Cancer care is in a pathetic state and the problem is so huge that it is even difficult to find an appropriate method to measure its magnitude. Huge global inequities exist in cancer survival for women.
In low-resource settings, breast and cervical cancer disproportionately affect women in the prime of life, resulting in substantial economic and societal effects.
Cancer was once associated with affluence but now places its heaviest burden on poor and disadvantaged populations. There are three main reasons for rise in cancers viz. population ageing, rapid unplanned urbanisation, and the globalisation of unhealthy lifestyles. Non-communicable diseases including cancers have some common denominator, which are the risk factors (enemies). Indeed, Tobacco usage, alcohol intake, high blood pressure, diet and physical inactivity are indicated, at different levels, as risk factors. Eating healthily, maintaining normal weight, and exercising throughout life could avoid one-third of cancers. Chronic infections are also part of the risk factors, liver cancer is often causally associated with infection by the hepatitis B virus (HBV), cervical cancer is associated with infection by certain types of human papillomavirus (HPV), and stomach cancer is associated with Helicobacter pylori infection. By increasing the availability and access to vaccines like HPV and HBV, there could be significant opportunities to reduce cancer incidence and mortality in developing countries.
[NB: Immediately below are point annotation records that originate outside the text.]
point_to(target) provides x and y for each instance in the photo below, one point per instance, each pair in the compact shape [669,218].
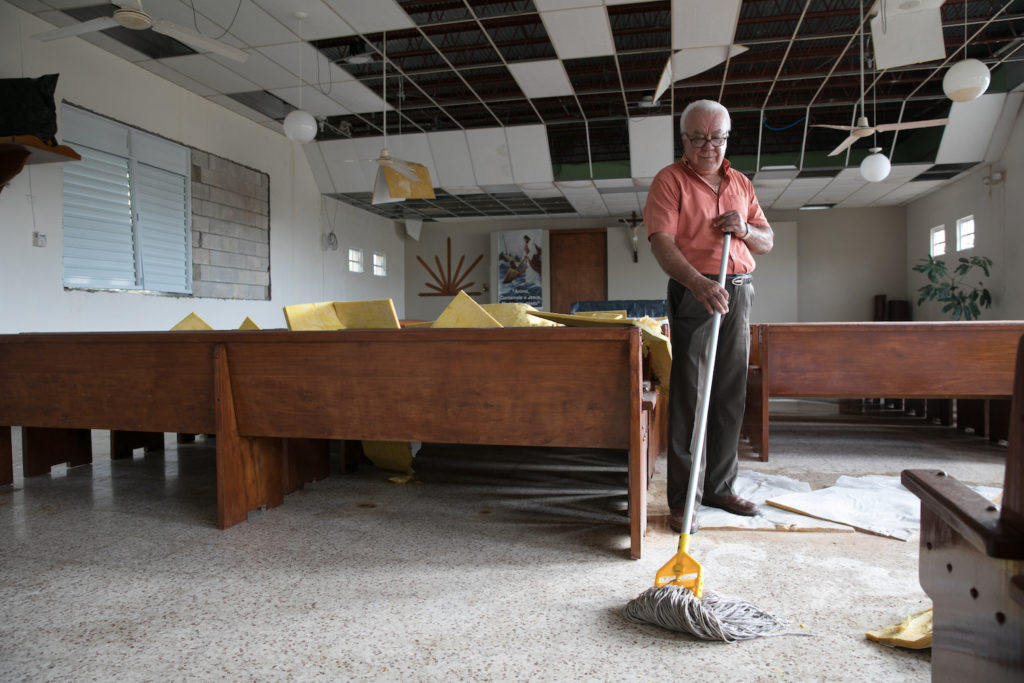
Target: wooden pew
[532,386]
[966,359]
[972,564]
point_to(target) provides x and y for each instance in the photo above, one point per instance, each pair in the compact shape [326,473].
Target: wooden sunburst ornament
[448,283]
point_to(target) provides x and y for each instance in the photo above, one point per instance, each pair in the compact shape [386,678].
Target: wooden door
[579,266]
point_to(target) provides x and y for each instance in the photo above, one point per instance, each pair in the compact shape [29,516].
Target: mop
[678,600]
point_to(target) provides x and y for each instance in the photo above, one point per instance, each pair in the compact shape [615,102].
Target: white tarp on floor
[759,487]
[873,504]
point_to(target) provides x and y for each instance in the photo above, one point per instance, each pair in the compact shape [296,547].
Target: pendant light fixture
[968,79]
[299,124]
[876,166]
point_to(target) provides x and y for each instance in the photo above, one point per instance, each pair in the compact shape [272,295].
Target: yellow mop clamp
[682,569]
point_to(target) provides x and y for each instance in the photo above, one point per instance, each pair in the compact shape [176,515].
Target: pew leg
[124,442]
[6,458]
[305,460]
[250,470]
[978,627]
[42,447]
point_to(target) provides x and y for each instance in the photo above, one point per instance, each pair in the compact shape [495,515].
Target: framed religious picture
[520,266]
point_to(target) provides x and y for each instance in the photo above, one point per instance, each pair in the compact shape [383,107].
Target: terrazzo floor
[492,564]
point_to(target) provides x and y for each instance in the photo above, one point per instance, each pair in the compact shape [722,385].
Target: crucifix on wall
[634,222]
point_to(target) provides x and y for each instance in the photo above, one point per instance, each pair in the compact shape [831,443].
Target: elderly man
[691,205]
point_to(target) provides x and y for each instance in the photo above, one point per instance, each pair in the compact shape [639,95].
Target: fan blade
[97,24]
[198,42]
[399,166]
[825,125]
[911,124]
[844,144]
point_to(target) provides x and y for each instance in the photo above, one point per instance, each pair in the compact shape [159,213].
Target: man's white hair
[705,105]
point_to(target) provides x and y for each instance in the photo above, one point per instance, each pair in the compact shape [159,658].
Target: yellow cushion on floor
[192,322]
[372,314]
[913,633]
[516,315]
[464,312]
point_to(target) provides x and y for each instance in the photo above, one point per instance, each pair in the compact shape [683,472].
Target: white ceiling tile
[414,147]
[313,65]
[372,16]
[622,204]
[116,47]
[310,99]
[259,69]
[800,191]
[462,189]
[692,60]
[67,4]
[252,25]
[356,97]
[31,6]
[451,153]
[542,79]
[1005,125]
[204,70]
[549,5]
[489,151]
[651,144]
[580,33]
[970,129]
[321,20]
[907,38]
[704,23]
[342,162]
[612,183]
[239,108]
[165,72]
[530,154]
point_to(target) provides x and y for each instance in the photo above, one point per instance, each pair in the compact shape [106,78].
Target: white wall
[845,258]
[32,297]
[998,230]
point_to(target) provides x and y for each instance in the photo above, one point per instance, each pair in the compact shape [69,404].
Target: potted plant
[963,300]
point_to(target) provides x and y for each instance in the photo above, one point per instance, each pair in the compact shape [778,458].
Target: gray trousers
[691,327]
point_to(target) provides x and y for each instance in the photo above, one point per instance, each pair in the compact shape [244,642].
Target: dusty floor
[492,564]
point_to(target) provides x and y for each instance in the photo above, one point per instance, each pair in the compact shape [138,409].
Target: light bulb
[876,166]
[966,80]
[300,126]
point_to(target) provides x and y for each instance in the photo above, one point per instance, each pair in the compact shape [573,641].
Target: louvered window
[127,217]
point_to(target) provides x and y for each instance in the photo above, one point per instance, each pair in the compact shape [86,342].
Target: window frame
[355,263]
[933,243]
[379,264]
[961,222]
[159,235]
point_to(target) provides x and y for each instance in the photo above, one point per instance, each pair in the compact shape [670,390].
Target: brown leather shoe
[676,520]
[733,504]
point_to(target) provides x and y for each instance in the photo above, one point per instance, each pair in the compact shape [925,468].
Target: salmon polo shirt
[681,204]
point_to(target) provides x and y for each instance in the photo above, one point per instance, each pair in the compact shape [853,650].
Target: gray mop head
[712,617]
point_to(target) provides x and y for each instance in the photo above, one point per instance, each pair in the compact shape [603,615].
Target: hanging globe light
[966,80]
[876,166]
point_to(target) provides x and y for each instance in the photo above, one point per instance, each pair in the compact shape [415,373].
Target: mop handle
[701,418]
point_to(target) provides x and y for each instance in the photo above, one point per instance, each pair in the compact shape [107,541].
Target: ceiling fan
[862,128]
[129,14]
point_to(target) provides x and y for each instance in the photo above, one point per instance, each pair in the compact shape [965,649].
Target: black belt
[733,278]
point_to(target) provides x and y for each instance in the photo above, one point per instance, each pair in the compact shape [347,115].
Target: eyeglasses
[700,141]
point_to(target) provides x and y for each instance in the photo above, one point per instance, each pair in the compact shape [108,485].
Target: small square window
[965,233]
[938,241]
[355,260]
In women, cancer of the cervix and breast are the most common, while among men, Kaposi’s sarcoma, followed by oesophagus and head and neck cancers, are the commonest, there is evidence that incidence of cancer of the prostate is on a rapid upward trend.
1. Lack of reliable statistics to define the scale of the problem of cancer is a key challenge. The data presented by ORH are proportions of patients by region and type of cancer treated at ORH. These data do not reflect the true burden of cancer and there is need for comprehensive national cancer registries, but this requires funds and human resource both are in short supply.
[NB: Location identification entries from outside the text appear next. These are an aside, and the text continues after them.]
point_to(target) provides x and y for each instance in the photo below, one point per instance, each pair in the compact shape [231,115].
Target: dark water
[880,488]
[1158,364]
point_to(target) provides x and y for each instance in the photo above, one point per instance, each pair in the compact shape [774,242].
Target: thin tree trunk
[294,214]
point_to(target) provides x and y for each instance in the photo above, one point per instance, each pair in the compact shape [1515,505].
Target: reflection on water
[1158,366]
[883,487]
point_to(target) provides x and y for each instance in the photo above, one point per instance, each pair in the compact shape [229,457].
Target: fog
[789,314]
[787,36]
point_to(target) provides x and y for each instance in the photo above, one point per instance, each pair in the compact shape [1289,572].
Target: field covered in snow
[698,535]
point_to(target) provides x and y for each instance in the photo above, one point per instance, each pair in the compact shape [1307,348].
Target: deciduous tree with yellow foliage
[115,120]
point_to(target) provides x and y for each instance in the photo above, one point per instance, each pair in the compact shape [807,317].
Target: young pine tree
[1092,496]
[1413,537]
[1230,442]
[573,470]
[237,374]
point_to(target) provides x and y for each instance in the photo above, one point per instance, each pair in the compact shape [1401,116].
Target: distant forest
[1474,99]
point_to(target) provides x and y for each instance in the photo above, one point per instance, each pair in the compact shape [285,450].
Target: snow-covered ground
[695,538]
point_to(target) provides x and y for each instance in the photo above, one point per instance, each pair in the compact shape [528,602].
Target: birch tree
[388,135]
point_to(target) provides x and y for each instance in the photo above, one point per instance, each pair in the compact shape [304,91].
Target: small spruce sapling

At every regional hospital a small team should be formed comprising of nurses, clinical officers and laboratory staff. They should be given specific training and be able to start some sort of screening program and be able to collect data for regional cancer registry.
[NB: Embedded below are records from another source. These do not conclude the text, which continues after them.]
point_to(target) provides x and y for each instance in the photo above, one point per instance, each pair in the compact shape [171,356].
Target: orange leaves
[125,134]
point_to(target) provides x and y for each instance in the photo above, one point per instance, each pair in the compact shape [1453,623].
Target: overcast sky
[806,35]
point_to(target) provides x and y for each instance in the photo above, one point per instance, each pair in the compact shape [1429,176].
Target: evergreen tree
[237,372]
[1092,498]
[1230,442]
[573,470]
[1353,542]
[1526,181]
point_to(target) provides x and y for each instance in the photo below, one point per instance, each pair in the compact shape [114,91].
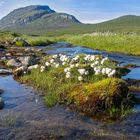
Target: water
[64,48]
[25,116]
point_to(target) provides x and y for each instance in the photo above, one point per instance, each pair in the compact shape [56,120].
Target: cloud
[2,3]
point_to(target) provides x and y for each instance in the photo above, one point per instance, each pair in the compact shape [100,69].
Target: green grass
[92,90]
[122,43]
[127,44]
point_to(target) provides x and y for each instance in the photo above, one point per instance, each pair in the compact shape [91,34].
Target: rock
[2,104]
[18,39]
[13,63]
[19,71]
[28,60]
[8,54]
[33,67]
[5,72]
[1,91]
[3,58]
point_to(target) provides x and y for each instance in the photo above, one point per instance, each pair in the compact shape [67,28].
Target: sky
[87,11]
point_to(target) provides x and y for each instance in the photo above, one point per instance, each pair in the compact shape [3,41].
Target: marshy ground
[26,116]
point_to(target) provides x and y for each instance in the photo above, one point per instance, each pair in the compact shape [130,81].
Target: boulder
[13,63]
[33,67]
[19,71]
[21,40]
[5,72]
[2,104]
[28,60]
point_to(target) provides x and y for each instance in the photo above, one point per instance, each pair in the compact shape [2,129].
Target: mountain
[35,16]
[37,20]
[124,21]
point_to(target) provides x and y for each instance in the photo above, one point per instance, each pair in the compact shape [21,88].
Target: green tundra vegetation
[91,84]
[111,42]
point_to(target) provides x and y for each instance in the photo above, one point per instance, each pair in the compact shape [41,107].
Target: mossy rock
[100,96]
[122,71]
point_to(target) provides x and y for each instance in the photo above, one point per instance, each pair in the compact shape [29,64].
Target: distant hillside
[38,20]
[36,16]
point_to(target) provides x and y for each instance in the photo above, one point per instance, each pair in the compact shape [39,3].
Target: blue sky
[87,11]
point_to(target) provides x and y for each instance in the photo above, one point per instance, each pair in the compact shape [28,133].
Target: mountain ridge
[41,19]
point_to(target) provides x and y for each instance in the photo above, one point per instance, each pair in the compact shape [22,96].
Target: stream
[26,117]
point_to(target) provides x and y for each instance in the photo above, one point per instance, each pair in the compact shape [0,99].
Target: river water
[26,117]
2. The specialised human resource needed for cancer care is grossly lacking. Oncology training started at the Muhimbili University of Health and Allied Sciences (Muhas) some five years back. Apart from specialist training, middle cadre training is also needed; special training for nurses, clinicians, data clerks and also for pathologist, radiologist for confirmatory diagnosis. Equipment used in radiotherapy and for radiological diagnosis needs constant maintenance and repairs by bioengineers and they are also in short supply.
There is no short cut; the required human resource needs to be trained.
3. Cancer prevention and early detection are very important and since the country has to deal with an array of health problems with limited resources majority have no access to cancer screening, early diagnosis, treatment or palliative care. Patients present with advanced disease that is not curable and the delay is often due to a variety of factors. There is almost total lack of response capacity in the country for prevention, public education, screening and early detection, diagnosis and treatment, whether involving surgery, radiotherapy, or chemotherapy. Till recently Ocean Road Hospital was the only cancer treatment centre for the whole country. For a population of over 50 million every regional hospital should be able to treat the common cancers but this is not possible now thus at least the zonal referral hospitals should be equipped as treatment centres. Treatment centres should be started at zonal and with time at regional hospitals. The major challenge is radiotherapy machines, which cost a fortune. In the west these machines are regularly replaced in hospitals because a new version is purchased. The old machine is still functional and with appropriate contacts the machine can be donated, our ambassadors should be able to follow this.
4. There is very little ongoing health education campaign in the country to sensitise especially the rural population.
There should be a cancer health education campaign just like the one for HIV.
5. The private health sector has not actively come fourth to establish cancer treatment centres because perhaps the patients mostly affected are poor and the cost of treatment is high, hence most patients once diagnosed are referred abroad for treatment. The ministry of Health may wish to engage with the private sector to start screening and treatment service in private hospitals at affordable costs and monitor the quality of these services.
A start has been done to control cancer in Tanzania, if more resources are made available and with proper planning and political will cancer epidemic can be brought under control but if it will be business as usual cancer will claim more lives in this country.